What else is there to count in the house? Can the Democrats hold the majority?

House Republicans are poised to get the 218 seats they need to flip the chamber afterwards midterm elections. As of Saturday night, CBS News estimates Republicans will win at least 214 seats, while Democrats are estimated to win at least 210 seats.

Republicans are ahead in several standout races. Some toss-ups were broken for the Democrats, however, and on Saturday night CBS News predicted that the Democrats had flipped Washington state’s 3rd congressional district, a seat the GOP would prefer to hold.

There are currently 11 races that have not been declared and 10 of those places are considered “battlegrounds”. Of those located in battlefield districts, five were classified as “toss ups,” two were in the “probably Democrat” category, one was “leaning Democrat,” and two were “leaning Republican.”

Democratic strategists working on house races this cycle say it would take a “miracle,” but Democrats have a potential way to retain the majority.

They would then have to win at least 8 of the remaining 11 seats.

In nine of California’s non-convoked and competitive races (California’s 3rd, 9th, 13th, 22nd, 26th, 27th, 41st, 45th, 47th, and 49th), three were “leaning Republicans.”

For Republicans, California could help them get to the edge of the majority — if their candidates hold their lead.

Mitchell said that for Democrats to hold the House, they would need to win in the 22nd, 27th and 41st districts, all districts where the Republican incumbent leads.
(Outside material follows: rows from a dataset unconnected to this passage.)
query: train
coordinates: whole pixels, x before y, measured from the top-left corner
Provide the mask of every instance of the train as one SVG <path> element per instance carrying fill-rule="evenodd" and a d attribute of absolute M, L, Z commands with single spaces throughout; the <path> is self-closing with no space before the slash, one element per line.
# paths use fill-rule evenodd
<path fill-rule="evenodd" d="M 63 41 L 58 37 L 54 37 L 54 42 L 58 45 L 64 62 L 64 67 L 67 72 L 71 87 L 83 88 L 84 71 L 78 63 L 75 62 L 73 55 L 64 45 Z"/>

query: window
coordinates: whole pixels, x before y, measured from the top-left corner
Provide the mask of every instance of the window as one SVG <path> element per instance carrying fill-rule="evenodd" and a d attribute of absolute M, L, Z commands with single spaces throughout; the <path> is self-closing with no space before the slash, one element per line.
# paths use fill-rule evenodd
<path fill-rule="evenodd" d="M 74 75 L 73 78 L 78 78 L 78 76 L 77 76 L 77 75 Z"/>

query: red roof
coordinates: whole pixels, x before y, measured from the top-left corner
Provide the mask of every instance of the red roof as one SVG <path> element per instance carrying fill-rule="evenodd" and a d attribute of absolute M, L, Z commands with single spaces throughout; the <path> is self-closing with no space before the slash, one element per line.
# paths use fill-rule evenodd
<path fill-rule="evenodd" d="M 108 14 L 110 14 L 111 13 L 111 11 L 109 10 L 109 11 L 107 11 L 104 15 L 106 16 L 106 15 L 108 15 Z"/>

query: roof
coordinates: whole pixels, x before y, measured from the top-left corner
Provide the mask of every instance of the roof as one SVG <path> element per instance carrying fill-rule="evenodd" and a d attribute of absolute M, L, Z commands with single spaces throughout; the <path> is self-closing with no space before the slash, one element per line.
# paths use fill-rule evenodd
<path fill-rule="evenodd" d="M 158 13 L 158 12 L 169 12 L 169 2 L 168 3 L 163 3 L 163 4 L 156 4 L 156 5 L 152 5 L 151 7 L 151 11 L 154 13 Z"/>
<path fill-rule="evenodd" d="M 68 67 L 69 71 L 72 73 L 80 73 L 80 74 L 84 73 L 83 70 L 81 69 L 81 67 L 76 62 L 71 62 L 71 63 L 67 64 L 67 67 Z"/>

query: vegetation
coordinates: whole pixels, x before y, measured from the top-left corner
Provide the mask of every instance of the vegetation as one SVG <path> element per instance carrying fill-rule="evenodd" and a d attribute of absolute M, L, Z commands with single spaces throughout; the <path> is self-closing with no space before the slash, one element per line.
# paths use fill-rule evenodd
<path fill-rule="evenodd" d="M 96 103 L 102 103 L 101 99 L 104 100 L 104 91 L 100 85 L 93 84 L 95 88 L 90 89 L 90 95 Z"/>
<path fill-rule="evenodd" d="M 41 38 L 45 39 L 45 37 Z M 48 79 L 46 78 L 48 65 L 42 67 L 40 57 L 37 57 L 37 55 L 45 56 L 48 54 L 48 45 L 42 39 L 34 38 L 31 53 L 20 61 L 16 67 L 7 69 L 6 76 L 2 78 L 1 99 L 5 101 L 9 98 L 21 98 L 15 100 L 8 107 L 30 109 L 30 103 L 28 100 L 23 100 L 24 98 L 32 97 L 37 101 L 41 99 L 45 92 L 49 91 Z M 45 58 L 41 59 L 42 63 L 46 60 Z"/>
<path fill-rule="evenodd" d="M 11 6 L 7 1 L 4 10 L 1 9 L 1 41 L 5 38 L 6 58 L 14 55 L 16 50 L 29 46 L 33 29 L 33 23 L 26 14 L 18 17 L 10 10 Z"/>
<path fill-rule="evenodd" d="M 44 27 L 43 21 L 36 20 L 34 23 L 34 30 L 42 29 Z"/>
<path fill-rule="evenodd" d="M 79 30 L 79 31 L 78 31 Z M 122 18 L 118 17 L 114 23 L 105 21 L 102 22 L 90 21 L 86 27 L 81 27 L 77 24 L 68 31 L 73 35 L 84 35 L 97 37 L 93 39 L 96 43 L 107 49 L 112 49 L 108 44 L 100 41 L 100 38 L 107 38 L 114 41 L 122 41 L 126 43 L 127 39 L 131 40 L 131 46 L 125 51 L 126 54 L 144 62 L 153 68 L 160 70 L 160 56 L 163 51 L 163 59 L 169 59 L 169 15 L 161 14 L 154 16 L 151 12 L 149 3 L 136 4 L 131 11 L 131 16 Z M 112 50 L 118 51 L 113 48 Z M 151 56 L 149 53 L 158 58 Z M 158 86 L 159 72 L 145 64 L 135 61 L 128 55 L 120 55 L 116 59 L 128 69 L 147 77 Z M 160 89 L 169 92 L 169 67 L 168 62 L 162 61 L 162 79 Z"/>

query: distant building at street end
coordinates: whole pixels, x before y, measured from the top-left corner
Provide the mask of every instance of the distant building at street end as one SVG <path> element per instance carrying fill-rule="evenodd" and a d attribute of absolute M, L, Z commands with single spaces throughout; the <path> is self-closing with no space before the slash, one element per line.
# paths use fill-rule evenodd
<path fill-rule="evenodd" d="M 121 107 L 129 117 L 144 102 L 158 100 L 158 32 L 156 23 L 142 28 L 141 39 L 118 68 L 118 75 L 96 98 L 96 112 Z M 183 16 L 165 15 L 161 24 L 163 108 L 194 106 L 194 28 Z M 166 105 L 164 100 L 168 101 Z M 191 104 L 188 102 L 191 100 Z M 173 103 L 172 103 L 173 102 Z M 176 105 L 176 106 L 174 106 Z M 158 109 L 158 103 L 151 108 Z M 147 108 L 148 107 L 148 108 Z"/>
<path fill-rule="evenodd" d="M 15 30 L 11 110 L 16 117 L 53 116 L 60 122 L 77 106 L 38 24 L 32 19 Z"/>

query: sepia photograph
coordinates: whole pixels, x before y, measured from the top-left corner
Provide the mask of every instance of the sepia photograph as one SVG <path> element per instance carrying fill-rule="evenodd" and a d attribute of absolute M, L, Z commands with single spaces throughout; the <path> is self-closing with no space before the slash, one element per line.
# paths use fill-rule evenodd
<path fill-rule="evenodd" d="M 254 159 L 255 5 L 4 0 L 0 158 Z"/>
“If the Democrats have won all three of those races in California, then you think the odds that the Democrats can hold the House go up. But if the Democrats lose one of those three, the odds drop sharply, they lose two of those three, the door slams,” Mitchell said.

Sarah Chamberlain, president of the Republican Main Street Partnership group, which works with more moderate House Republicans, said she is confident Republicans Valadao and Calvert will hold their seats.

Republicans are also leading in another tight race: Colorado’s 3rd District, where GOP Rep. Lauren Boebert leads by about 1,100 votes and 99 percent of the results.

Democratic incumbents were forecast to win three Nevada seats. The 2nd District of Maine and the At-Large District of Alaska, two ranked seats, leaned toward the Democrats.

“According to the calculations we’ve done – I think it’s a foregone conclusion [that Republicans take the House]’ Chamberlain said. “But it’s going to be very close. There will only be a few seats. And it wasn’t supposed to be, I mean, that should have been a landslide, honestly.”

In the primary, Chamberlain’s group backed Republican candidates such as Michigan Rep. Peter Meijer and House Republican Rep. Jamie Herrera-Beutler who were targeted by former President Donald Trump. Chamberlain argued that the candidates farther to the right, who would have beaten their mainstream Republican picks, would have been more competitive in the general election.

She said candidate quality issues, as well as a disconnect between Trump and the rest of the Republican establishment, are part of the reason control of the House of Representatives remains so tight.

“I don’t think Trump is going away,” Chamberlain said. “We just have to make better decisions with Trump. I think some of the Trump candidates hurt us Tuesday. And that is why, as a party, we must work together and move forward.”